J’apprends d’ailleurs que les gestionnaires des hedge funds, qui parient à court terme sur les marchés, n’ont jamais gagné autant d’argent que l’an dernier. Le Figaro a cité Absolute Return, bible de la profession qui a révélé que que les 25 premiers ont empoché en 2009 plus de 25 milliards de dollars, soit 3 milliards de plus qu’en 2007. Le hedge fund de “notre” George Soros, d’origine hongroise, avec 3,3 milliards de gains occupe la deuxième place du palmarès. Mais devons-nous leur imputer tous nos maux, à ces fameux spéculateurs qui attaquent maintenant l’euro? Un complot ourdi dans le cadre de dîners secrets? Ou bien géré par les fameuses agences de notation qui ont déclenché l’assaut contre l’euro en dégradant brutalement la note de la Grèce? Une telle décision met en mouvement quasi automatiquement les programmes des banques et des divers fonds d’épargne: tout le monde vend vite les bonds dégradés, ce qui fait baisser les cours plus encore…

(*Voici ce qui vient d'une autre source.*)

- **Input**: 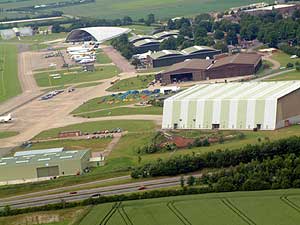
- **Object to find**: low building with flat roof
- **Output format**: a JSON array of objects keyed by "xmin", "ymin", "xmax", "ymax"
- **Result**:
[{"xmin": 0, "ymin": 149, "xmax": 91, "ymax": 184}]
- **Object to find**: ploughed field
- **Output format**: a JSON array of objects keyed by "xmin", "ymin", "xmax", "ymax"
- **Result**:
[{"xmin": 80, "ymin": 189, "xmax": 300, "ymax": 225}]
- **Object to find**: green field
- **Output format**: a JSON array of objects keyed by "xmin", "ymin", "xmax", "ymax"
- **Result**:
[
  {"xmin": 96, "ymin": 51, "xmax": 112, "ymax": 64},
  {"xmin": 78, "ymin": 106, "xmax": 163, "ymax": 118},
  {"xmin": 34, "ymin": 120, "xmax": 157, "ymax": 140},
  {"xmin": 0, "ymin": 0, "xmax": 273, "ymax": 20},
  {"xmin": 34, "ymin": 66, "xmax": 119, "ymax": 87},
  {"xmin": 0, "ymin": 44, "xmax": 21, "ymax": 103},
  {"xmin": 20, "ymin": 138, "xmax": 112, "ymax": 152},
  {"xmin": 74, "ymin": 82, "xmax": 102, "ymax": 88},
  {"xmin": 79, "ymin": 189, "xmax": 300, "ymax": 225},
  {"xmin": 0, "ymin": 131, "xmax": 18, "ymax": 139},
  {"xmin": 266, "ymin": 70, "xmax": 300, "ymax": 81},
  {"xmin": 107, "ymin": 74, "xmax": 155, "ymax": 92},
  {"xmin": 271, "ymin": 51, "xmax": 298, "ymax": 67},
  {"xmin": 124, "ymin": 25, "xmax": 159, "ymax": 35}
]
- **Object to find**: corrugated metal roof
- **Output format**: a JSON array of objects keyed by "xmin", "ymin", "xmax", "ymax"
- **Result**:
[
  {"xmin": 66, "ymin": 27, "xmax": 131, "ymax": 42},
  {"xmin": 129, "ymin": 35, "xmax": 152, "ymax": 43},
  {"xmin": 163, "ymin": 59, "xmax": 213, "ymax": 73},
  {"xmin": 14, "ymin": 148, "xmax": 64, "ymax": 157},
  {"xmin": 150, "ymin": 50, "xmax": 183, "ymax": 60},
  {"xmin": 1, "ymin": 150, "xmax": 89, "ymax": 166},
  {"xmin": 163, "ymin": 81, "xmax": 300, "ymax": 130},
  {"xmin": 211, "ymin": 53, "xmax": 261, "ymax": 68},
  {"xmin": 169, "ymin": 81, "xmax": 300, "ymax": 101},
  {"xmin": 181, "ymin": 46, "xmax": 216, "ymax": 55},
  {"xmin": 153, "ymin": 30, "xmax": 179, "ymax": 39},
  {"xmin": 133, "ymin": 38, "xmax": 160, "ymax": 47}
]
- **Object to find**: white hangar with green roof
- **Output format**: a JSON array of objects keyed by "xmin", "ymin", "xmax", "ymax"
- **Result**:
[{"xmin": 162, "ymin": 81, "xmax": 300, "ymax": 130}]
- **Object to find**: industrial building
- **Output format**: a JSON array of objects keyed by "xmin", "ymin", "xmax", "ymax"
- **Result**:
[
  {"xmin": 157, "ymin": 53, "xmax": 262, "ymax": 84},
  {"xmin": 66, "ymin": 27, "xmax": 131, "ymax": 43},
  {"xmin": 162, "ymin": 81, "xmax": 300, "ymax": 130},
  {"xmin": 0, "ymin": 27, "xmax": 33, "ymax": 40},
  {"xmin": 0, "ymin": 148, "xmax": 91, "ymax": 183},
  {"xmin": 129, "ymin": 30, "xmax": 179, "ymax": 54},
  {"xmin": 133, "ymin": 39, "xmax": 160, "ymax": 54},
  {"xmin": 147, "ymin": 46, "xmax": 221, "ymax": 68}
]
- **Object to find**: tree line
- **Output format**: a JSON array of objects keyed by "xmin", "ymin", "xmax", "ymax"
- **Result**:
[
  {"xmin": 131, "ymin": 136, "xmax": 300, "ymax": 178},
  {"xmin": 201, "ymin": 153, "xmax": 300, "ymax": 192}
]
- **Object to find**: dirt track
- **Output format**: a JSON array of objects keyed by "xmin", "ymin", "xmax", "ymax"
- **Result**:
[{"xmin": 102, "ymin": 45, "xmax": 136, "ymax": 73}]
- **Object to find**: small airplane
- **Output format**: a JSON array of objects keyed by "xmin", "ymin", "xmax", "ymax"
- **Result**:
[
  {"xmin": 0, "ymin": 113, "xmax": 12, "ymax": 123},
  {"xmin": 79, "ymin": 58, "xmax": 96, "ymax": 64}
]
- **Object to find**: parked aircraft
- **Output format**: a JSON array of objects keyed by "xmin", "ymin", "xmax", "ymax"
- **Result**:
[{"xmin": 0, "ymin": 113, "xmax": 12, "ymax": 123}]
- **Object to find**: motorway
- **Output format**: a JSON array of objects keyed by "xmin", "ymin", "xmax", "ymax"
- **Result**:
[{"xmin": 0, "ymin": 174, "xmax": 202, "ymax": 209}]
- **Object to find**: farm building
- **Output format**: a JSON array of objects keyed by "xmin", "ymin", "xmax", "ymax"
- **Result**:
[
  {"xmin": 156, "ymin": 53, "xmax": 262, "ymax": 84},
  {"xmin": 162, "ymin": 81, "xmax": 300, "ymax": 130},
  {"xmin": 147, "ymin": 46, "xmax": 221, "ymax": 68},
  {"xmin": 133, "ymin": 39, "xmax": 160, "ymax": 54},
  {"xmin": 66, "ymin": 27, "xmax": 131, "ymax": 43},
  {"xmin": 0, "ymin": 148, "xmax": 91, "ymax": 184}
]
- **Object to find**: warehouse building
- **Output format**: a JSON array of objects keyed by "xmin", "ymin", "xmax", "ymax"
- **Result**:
[
  {"xmin": 133, "ymin": 39, "xmax": 160, "ymax": 54},
  {"xmin": 162, "ymin": 81, "xmax": 300, "ymax": 130},
  {"xmin": 66, "ymin": 27, "xmax": 131, "ymax": 43},
  {"xmin": 0, "ymin": 148, "xmax": 91, "ymax": 183},
  {"xmin": 157, "ymin": 53, "xmax": 262, "ymax": 84},
  {"xmin": 147, "ymin": 46, "xmax": 221, "ymax": 68}
]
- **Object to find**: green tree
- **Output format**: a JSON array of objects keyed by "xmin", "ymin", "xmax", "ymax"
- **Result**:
[
  {"xmin": 187, "ymin": 176, "xmax": 196, "ymax": 186},
  {"xmin": 159, "ymin": 37, "xmax": 177, "ymax": 50},
  {"xmin": 146, "ymin": 13, "xmax": 155, "ymax": 26},
  {"xmin": 214, "ymin": 30, "xmax": 224, "ymax": 40},
  {"xmin": 180, "ymin": 175, "xmax": 185, "ymax": 188}
]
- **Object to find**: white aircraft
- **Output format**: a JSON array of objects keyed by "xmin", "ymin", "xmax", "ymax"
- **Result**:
[
  {"xmin": 79, "ymin": 58, "xmax": 96, "ymax": 64},
  {"xmin": 0, "ymin": 113, "xmax": 12, "ymax": 123}
]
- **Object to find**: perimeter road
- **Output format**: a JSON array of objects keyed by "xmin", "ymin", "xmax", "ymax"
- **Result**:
[{"xmin": 0, "ymin": 174, "xmax": 202, "ymax": 209}]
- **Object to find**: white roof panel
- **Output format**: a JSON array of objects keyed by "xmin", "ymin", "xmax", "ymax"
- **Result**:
[
  {"xmin": 66, "ymin": 27, "xmax": 131, "ymax": 43},
  {"xmin": 14, "ymin": 148, "xmax": 64, "ymax": 157}
]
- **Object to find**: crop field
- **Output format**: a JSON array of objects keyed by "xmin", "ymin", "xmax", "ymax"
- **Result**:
[
  {"xmin": 34, "ymin": 65, "xmax": 119, "ymax": 87},
  {"xmin": 79, "ymin": 189, "xmax": 300, "ymax": 225},
  {"xmin": 0, "ymin": 44, "xmax": 21, "ymax": 103},
  {"xmin": 0, "ymin": 0, "xmax": 273, "ymax": 20}
]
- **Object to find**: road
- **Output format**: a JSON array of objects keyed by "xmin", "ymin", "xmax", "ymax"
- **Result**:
[
  {"xmin": 0, "ymin": 174, "xmax": 201, "ymax": 209},
  {"xmin": 254, "ymin": 69, "xmax": 295, "ymax": 81}
]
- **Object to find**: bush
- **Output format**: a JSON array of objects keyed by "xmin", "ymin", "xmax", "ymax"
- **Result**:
[{"xmin": 286, "ymin": 62, "xmax": 294, "ymax": 68}]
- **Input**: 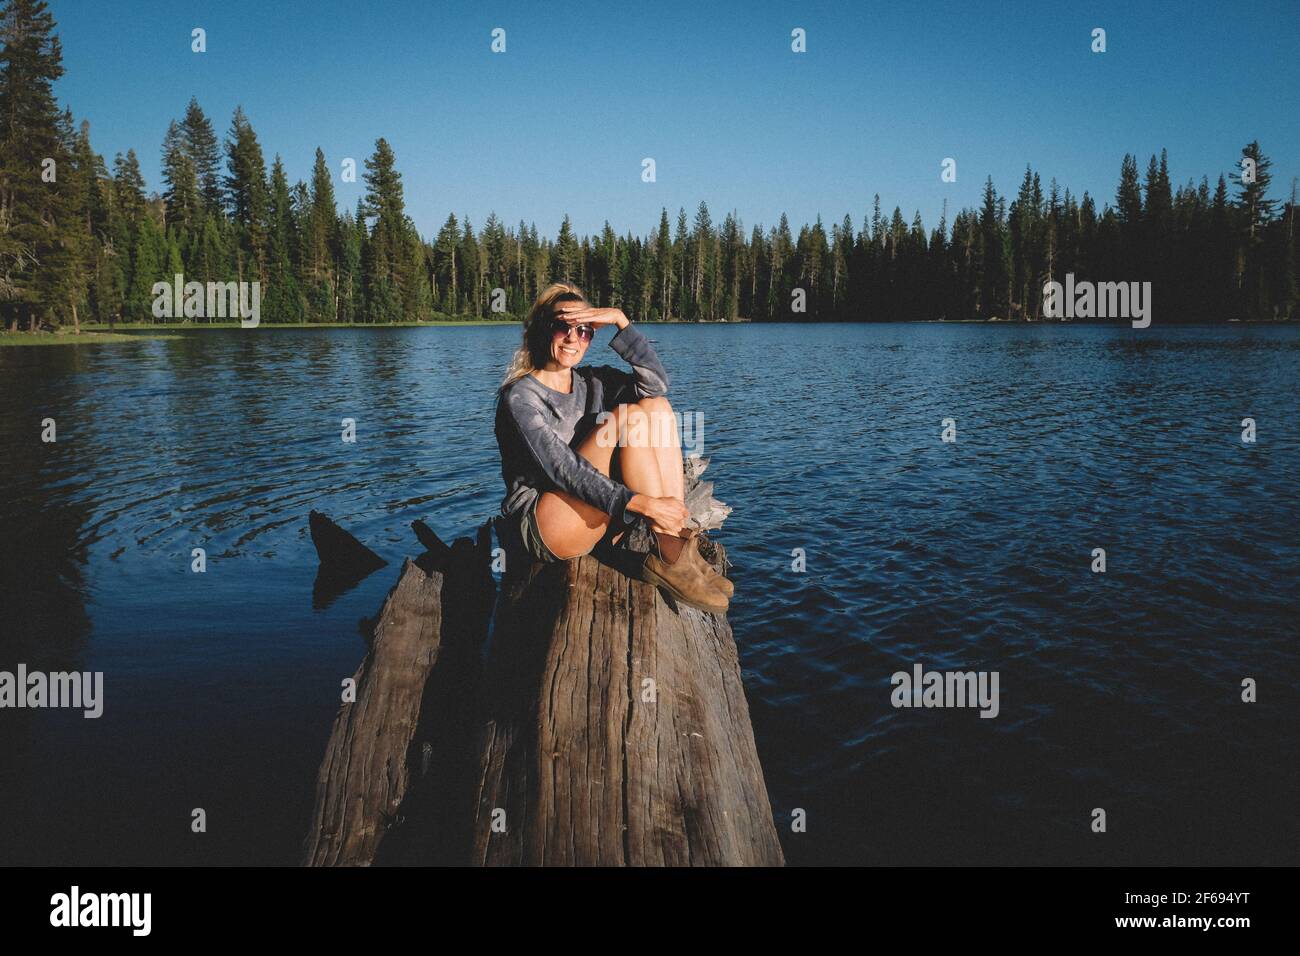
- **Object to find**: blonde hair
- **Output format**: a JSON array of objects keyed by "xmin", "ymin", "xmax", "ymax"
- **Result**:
[{"xmin": 499, "ymin": 281, "xmax": 589, "ymax": 391}]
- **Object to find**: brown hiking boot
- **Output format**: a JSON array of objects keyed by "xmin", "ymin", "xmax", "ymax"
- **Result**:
[
  {"xmin": 682, "ymin": 530, "xmax": 734, "ymax": 598},
  {"xmin": 640, "ymin": 536, "xmax": 729, "ymax": 614}
]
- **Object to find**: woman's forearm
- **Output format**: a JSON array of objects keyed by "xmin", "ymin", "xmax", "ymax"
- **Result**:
[{"xmin": 607, "ymin": 323, "xmax": 669, "ymax": 397}]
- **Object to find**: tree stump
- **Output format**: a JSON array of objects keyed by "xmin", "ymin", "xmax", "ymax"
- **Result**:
[
  {"xmin": 468, "ymin": 521, "xmax": 783, "ymax": 866},
  {"xmin": 303, "ymin": 456, "xmax": 783, "ymax": 866},
  {"xmin": 302, "ymin": 527, "xmax": 493, "ymax": 866}
]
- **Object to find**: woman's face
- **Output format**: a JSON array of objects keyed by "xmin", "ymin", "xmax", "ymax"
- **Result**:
[{"xmin": 547, "ymin": 299, "xmax": 592, "ymax": 369}]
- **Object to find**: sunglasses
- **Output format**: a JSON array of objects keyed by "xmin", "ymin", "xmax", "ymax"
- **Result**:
[{"xmin": 550, "ymin": 318, "xmax": 594, "ymax": 341}]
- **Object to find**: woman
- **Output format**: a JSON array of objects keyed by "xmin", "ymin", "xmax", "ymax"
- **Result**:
[{"xmin": 494, "ymin": 282, "xmax": 733, "ymax": 612}]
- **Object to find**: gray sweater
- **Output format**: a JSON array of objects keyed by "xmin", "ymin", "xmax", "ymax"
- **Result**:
[{"xmin": 495, "ymin": 324, "xmax": 670, "ymax": 522}]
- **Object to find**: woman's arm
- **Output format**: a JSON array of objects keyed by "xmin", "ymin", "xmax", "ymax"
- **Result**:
[
  {"xmin": 625, "ymin": 492, "xmax": 690, "ymax": 534},
  {"xmin": 500, "ymin": 390, "xmax": 635, "ymax": 519},
  {"xmin": 562, "ymin": 307, "xmax": 669, "ymax": 402}
]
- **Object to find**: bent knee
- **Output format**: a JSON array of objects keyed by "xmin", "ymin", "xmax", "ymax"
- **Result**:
[
  {"xmin": 636, "ymin": 395, "xmax": 672, "ymax": 414},
  {"xmin": 611, "ymin": 402, "xmax": 652, "ymax": 427}
]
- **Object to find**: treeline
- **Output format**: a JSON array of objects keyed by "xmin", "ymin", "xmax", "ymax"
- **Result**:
[{"xmin": 2, "ymin": 0, "xmax": 1296, "ymax": 331}]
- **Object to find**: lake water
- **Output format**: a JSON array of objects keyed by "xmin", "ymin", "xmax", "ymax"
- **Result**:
[{"xmin": 1, "ymin": 322, "xmax": 1297, "ymax": 866}]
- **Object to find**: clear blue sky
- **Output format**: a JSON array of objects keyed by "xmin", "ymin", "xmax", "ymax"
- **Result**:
[{"xmin": 50, "ymin": 0, "xmax": 1300, "ymax": 240}]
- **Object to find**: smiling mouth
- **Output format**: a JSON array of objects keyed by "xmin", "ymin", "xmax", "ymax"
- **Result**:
[{"xmin": 559, "ymin": 346, "xmax": 578, "ymax": 356}]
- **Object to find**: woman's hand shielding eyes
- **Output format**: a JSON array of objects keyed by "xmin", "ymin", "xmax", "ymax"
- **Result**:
[{"xmin": 555, "ymin": 305, "xmax": 630, "ymax": 331}]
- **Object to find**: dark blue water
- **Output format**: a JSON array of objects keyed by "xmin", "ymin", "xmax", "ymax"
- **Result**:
[{"xmin": 2, "ymin": 323, "xmax": 1297, "ymax": 865}]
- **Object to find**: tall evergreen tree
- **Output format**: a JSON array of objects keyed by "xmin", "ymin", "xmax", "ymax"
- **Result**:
[
  {"xmin": 432, "ymin": 212, "xmax": 459, "ymax": 312},
  {"xmin": 1231, "ymin": 140, "xmax": 1276, "ymax": 242},
  {"xmin": 223, "ymin": 106, "xmax": 268, "ymax": 282},
  {"xmin": 182, "ymin": 97, "xmax": 222, "ymax": 215},
  {"xmin": 263, "ymin": 155, "xmax": 302, "ymax": 323},
  {"xmin": 360, "ymin": 137, "xmax": 409, "ymax": 321},
  {"xmin": 0, "ymin": 0, "xmax": 66, "ymax": 329},
  {"xmin": 35, "ymin": 108, "xmax": 85, "ymax": 329},
  {"xmin": 553, "ymin": 214, "xmax": 579, "ymax": 282},
  {"xmin": 978, "ymin": 176, "xmax": 1008, "ymax": 319},
  {"xmin": 301, "ymin": 147, "xmax": 337, "ymax": 320},
  {"xmin": 161, "ymin": 119, "xmax": 200, "ymax": 232},
  {"xmin": 70, "ymin": 118, "xmax": 113, "ymax": 324},
  {"xmin": 654, "ymin": 208, "xmax": 673, "ymax": 320}
]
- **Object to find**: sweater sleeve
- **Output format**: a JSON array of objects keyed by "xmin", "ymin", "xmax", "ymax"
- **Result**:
[
  {"xmin": 503, "ymin": 388, "xmax": 635, "ymax": 519},
  {"xmin": 598, "ymin": 324, "xmax": 669, "ymax": 401}
]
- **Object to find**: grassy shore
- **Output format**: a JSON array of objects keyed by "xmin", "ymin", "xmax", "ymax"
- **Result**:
[
  {"xmin": 0, "ymin": 328, "xmax": 184, "ymax": 346},
  {"xmin": 0, "ymin": 318, "xmax": 522, "ymax": 345},
  {"xmin": 80, "ymin": 318, "xmax": 521, "ymax": 330}
]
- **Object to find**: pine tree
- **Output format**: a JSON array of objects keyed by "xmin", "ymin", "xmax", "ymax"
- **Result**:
[
  {"xmin": 301, "ymin": 147, "xmax": 337, "ymax": 321},
  {"xmin": 1115, "ymin": 153, "xmax": 1143, "ymax": 276},
  {"xmin": 433, "ymin": 212, "xmax": 459, "ymax": 312},
  {"xmin": 106, "ymin": 149, "xmax": 148, "ymax": 320},
  {"xmin": 553, "ymin": 214, "xmax": 579, "ymax": 282},
  {"xmin": 111, "ymin": 149, "xmax": 146, "ymax": 222},
  {"xmin": 35, "ymin": 108, "xmax": 85, "ymax": 330},
  {"xmin": 126, "ymin": 213, "xmax": 164, "ymax": 320},
  {"xmin": 403, "ymin": 216, "xmax": 432, "ymax": 319},
  {"xmin": 181, "ymin": 97, "xmax": 222, "ymax": 216},
  {"xmin": 770, "ymin": 212, "xmax": 792, "ymax": 319},
  {"xmin": 223, "ymin": 106, "xmax": 268, "ymax": 283},
  {"xmin": 0, "ymin": 0, "xmax": 66, "ymax": 329},
  {"xmin": 721, "ymin": 211, "xmax": 744, "ymax": 321},
  {"xmin": 336, "ymin": 205, "xmax": 364, "ymax": 322},
  {"xmin": 459, "ymin": 217, "xmax": 480, "ymax": 317},
  {"xmin": 690, "ymin": 202, "xmax": 714, "ymax": 321},
  {"xmin": 1009, "ymin": 165, "xmax": 1038, "ymax": 318},
  {"xmin": 190, "ymin": 211, "xmax": 230, "ymax": 288},
  {"xmin": 482, "ymin": 211, "xmax": 507, "ymax": 305},
  {"xmin": 978, "ymin": 176, "xmax": 1008, "ymax": 319},
  {"xmin": 654, "ymin": 208, "xmax": 673, "ymax": 320},
  {"xmin": 161, "ymin": 120, "xmax": 200, "ymax": 233},
  {"xmin": 360, "ymin": 137, "xmax": 407, "ymax": 321},
  {"xmin": 71, "ymin": 118, "xmax": 112, "ymax": 324},
  {"xmin": 596, "ymin": 220, "xmax": 620, "ymax": 307},
  {"xmin": 673, "ymin": 208, "xmax": 689, "ymax": 318},
  {"xmin": 552, "ymin": 215, "xmax": 576, "ymax": 286},
  {"xmin": 1231, "ymin": 140, "xmax": 1276, "ymax": 242},
  {"xmin": 264, "ymin": 155, "xmax": 302, "ymax": 323},
  {"xmin": 1232, "ymin": 142, "xmax": 1278, "ymax": 317}
]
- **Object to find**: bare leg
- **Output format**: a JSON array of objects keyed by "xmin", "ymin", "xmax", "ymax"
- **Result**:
[
  {"xmin": 534, "ymin": 401, "xmax": 670, "ymax": 560},
  {"xmin": 613, "ymin": 400, "xmax": 686, "ymax": 564},
  {"xmin": 639, "ymin": 395, "xmax": 685, "ymax": 505}
]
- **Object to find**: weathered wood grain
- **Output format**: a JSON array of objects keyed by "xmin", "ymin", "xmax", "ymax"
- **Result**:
[
  {"xmin": 304, "ymin": 455, "xmax": 782, "ymax": 867},
  {"xmin": 684, "ymin": 455, "xmax": 733, "ymax": 531},
  {"xmin": 303, "ymin": 523, "xmax": 494, "ymax": 867},
  {"xmin": 469, "ymin": 530, "xmax": 784, "ymax": 866},
  {"xmin": 302, "ymin": 556, "xmax": 445, "ymax": 866}
]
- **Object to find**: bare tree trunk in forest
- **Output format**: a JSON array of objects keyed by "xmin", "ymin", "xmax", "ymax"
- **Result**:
[{"xmin": 692, "ymin": 254, "xmax": 701, "ymax": 318}]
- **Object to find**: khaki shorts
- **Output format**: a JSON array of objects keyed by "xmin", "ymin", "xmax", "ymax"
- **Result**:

C’est vrai, mais en fin de compte, les spéculateurs ne sont que des boucs émissaires. Ils ne spéculent pas sur notre faiblesse si nous ne vidons pas trop les caisses de nos entreprises ou de nos états (en déclarant en même temps qu’elles sont pleines), tout comme la raison d’être des agences de notation est de protéger nos investissements en indiquant leurs risques. Et c’est à Jacques Attali de nous expliquer que dans les derniers 20-30 ans, la croissance s'est faite par l’endettement – et cela ne peut pas continuer longtemps. François de Closets renchérit: les hommes politiques nous ont menti. En Argentine, cela a mené à la catastrophe de 2001. Maintenant, après l’Argentine, c’est la Grèce…
Le lendemain, c’est le directeur du FMI qui déclare, depuis son bureau de Washington que oui, il faut empêcher les spéculateurs de s’enrichir sur nos failles mais si nous mettons l’ordre dans notre économie, ils ne pourront lancer leurs attaques. Il a convaincu Angela Merkel de la nécessité d’aider les Grecs malgré leurs erreurs car il s’agit du sort de l’euro et de l’Europe. En même temps, les Grecs doivent se soumettre à une cure d’amaigrissement – ferme, mais graduelle, et donc supportable.
C’est donc ainsi que je m’instruis ces jours-ci, en suivant les propos des économistes qui parlent depuis ces studios situés à Paris. Ce n'est pas si loin: Budapest se situe quelque part entre Paris et Athènes – et pas seulement sur la carte.